The north of Ireland has acres of space and weather by the bucket, writes Peter Calder.

What is undeniably beautiful about Donegal is the legendary tweed. In Donegal Town itself, I dropped into Magee Clothing on the triangular piazza at the centre of town which is, in good Irish fashion, called the Diamond. Here they’ve been making cloth since 1866. It’s not handwoven now but at least it’s not made in China.

I bought a handsome cap which warmed my bald pate a bit more stylishly that the beanie it replaced. But my trail soon led me to nearby Ardara where there was reportedly some handweaving to be found.

At the first place, Triona Designs, they encourage the impression that the cloth is woven by hand but an explicit assertion to that effect is absent from all their brochures and when I emailed them to ask about this, they never replied. The woman owner was as snooty as hell, too, so I moved on round the corner to the low-ceilinged workshop of Eddie Doherty.

The sign on his door says to ring his bell and “wait one minute”. That’s because he’s coming from two doors up the road at Doherty’s Bar (“You need some other form of income coming in,” he said gloomily).

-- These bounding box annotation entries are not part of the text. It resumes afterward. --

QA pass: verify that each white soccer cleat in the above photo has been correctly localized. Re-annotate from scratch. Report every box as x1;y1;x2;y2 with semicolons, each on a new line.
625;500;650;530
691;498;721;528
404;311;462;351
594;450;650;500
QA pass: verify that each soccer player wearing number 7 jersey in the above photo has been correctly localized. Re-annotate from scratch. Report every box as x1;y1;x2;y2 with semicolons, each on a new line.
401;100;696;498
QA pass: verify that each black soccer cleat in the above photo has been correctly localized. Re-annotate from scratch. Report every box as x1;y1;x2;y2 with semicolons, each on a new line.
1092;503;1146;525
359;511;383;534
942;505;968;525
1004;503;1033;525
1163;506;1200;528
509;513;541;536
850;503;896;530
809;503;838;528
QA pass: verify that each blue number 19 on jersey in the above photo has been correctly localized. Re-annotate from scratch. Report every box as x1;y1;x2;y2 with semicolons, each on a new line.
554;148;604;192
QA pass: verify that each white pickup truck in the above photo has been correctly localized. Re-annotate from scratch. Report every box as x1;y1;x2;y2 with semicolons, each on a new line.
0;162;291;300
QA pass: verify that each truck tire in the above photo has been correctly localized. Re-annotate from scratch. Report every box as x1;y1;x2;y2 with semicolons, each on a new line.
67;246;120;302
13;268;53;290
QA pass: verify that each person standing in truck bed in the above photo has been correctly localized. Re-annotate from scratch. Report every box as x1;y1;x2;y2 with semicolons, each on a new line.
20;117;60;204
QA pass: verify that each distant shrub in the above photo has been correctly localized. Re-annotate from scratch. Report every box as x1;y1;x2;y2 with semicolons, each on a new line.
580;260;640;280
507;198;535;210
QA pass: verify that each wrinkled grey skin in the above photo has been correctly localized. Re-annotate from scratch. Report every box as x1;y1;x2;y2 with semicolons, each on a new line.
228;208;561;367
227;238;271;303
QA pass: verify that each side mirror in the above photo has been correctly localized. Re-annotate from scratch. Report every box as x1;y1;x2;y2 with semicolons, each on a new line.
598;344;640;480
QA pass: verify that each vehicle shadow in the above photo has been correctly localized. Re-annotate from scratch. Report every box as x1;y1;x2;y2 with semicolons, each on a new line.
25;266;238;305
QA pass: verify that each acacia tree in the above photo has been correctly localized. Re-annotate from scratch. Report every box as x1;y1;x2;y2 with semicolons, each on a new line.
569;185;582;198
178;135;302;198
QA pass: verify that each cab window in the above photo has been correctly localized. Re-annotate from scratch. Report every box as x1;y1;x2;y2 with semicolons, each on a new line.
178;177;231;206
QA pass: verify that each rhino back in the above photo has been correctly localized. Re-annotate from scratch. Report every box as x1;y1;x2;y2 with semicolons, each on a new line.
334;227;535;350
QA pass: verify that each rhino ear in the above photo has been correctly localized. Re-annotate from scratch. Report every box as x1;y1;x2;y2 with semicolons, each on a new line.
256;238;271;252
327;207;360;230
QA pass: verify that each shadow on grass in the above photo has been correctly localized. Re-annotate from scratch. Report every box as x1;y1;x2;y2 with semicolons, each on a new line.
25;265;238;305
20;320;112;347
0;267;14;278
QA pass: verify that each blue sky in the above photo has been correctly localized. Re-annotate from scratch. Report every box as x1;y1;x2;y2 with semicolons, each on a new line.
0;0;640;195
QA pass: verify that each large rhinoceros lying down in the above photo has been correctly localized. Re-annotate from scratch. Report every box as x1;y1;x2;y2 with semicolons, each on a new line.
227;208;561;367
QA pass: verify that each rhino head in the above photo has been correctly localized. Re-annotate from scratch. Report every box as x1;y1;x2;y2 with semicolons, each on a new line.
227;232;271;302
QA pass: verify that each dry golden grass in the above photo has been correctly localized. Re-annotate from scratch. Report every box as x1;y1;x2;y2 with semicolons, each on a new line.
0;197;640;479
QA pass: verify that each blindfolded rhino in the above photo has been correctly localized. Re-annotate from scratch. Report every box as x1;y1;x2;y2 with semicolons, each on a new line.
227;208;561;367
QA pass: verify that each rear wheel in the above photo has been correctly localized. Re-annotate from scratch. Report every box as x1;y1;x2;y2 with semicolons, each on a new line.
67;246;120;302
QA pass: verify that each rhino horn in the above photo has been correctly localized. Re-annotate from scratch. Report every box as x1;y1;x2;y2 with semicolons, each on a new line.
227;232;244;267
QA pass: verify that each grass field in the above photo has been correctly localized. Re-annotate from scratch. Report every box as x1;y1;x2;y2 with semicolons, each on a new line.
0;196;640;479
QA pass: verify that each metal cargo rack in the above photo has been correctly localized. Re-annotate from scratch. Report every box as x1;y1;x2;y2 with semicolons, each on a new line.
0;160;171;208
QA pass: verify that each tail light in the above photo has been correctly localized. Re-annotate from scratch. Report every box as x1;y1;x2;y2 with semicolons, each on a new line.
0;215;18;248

Eddie was happy to demonstrate a bit of weaving and when I admired one of the jackets made from his handwoven cloth he smiled modestly. I slipped one on. It fitted perfectly and felt warm and snug. “Sure and it looks good on you, that it does,” said Eddie. You wouldn’t call it hard sell, but it was irresistible. I paid up. Eddie’s one of a very small handful of handweavers making Donegal tweed these days. Young folks aren’t picking up the craft – most young people in Ardara (population 500) wouldn’t know what he does, says Eddie.